Одним словом, после этой поездки окалина самомнения под ударами молотка, название которому опыт, с моего футбольного стержня в значительной мере отвалилась.
Но не совсем. Именно оттуда я приволок остроплечий пиджак, так смутивший Яншина, и прическу «бокс» – полную противоположность сегодняшнему мужскому длинноволосию.
Мои отношения с Михаилом Михайловичем Яншиным становились все теснее. Круг наших интересов расширялся. Я уже упоминал про удивительную любознательность натуры Яншина. Ему хотелось знать все и про все. Среди его привязанностей не последнее место занимало цыганское искусство. Ему понятны были фольклорные истоки и заунывно-минорных и страстно-мажорных проявлений народного характера как в танцах, так и в песнях.
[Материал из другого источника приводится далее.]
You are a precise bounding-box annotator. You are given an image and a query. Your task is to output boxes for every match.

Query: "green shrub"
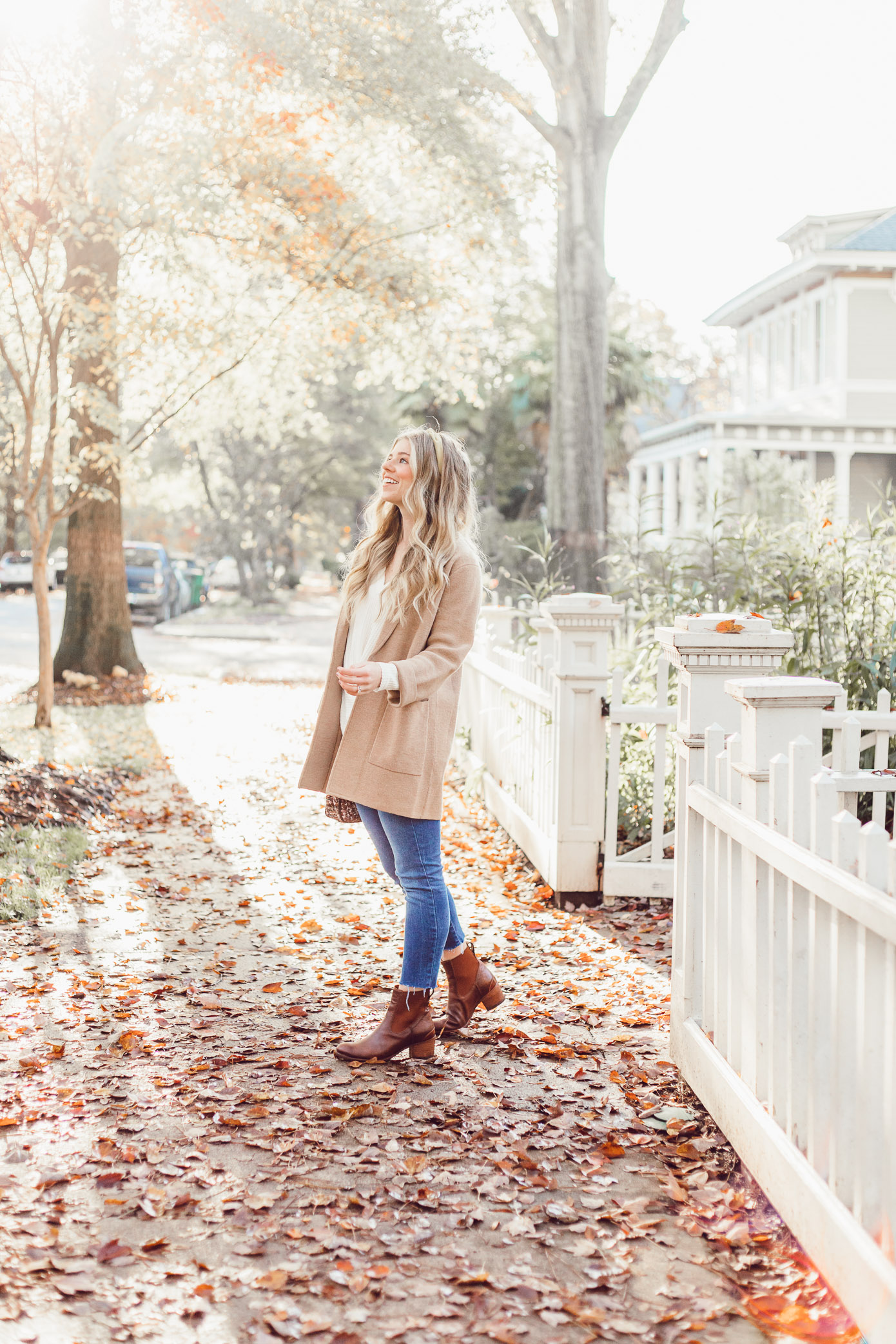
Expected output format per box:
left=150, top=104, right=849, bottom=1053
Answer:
left=606, top=480, right=896, bottom=850
left=0, top=826, right=87, bottom=920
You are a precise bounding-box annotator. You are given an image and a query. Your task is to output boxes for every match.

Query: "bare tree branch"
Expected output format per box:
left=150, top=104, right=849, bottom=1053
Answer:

– Оригинальная песенка таборных цыган! – объявит, бывало, со сцены маститый дирижер хора из московского цыганского клана Егор Алексеевич Поляков. Одетый в национальный бархатный кунтуш, с разводами пурпурно-синего соцветия, ударит Егор звучно по струнам вступительный аккорд, подхватят гитаристы-виртуозы, тогда еще совсем молодые Иван Ром-Лебедев и Валериан Поляков мотив цыганской полевой песни «Шэлмэ-вэрсты», вступит хор, в разноголосье которого высоковысоко, по самым верхним этажам мелодии слышится цыганская колоратура Дуни Орловой, а внизу басовито выводит грустную ноту таборных невзгод: «ни, кай пара пэскэ на латём…» контральто знаменитой Александры Александровны Добровольской. Сидит Яншин с увлеченной улыбкой, покачивая в такт хору головой, и внимательно слушает, как то зальется, то замрет управляемый опытным дирижером ансамбль, действительно народной цыганской песни и пляски, не растерявший в кабинетах «Яра» или «Стрельны» своей самобытности.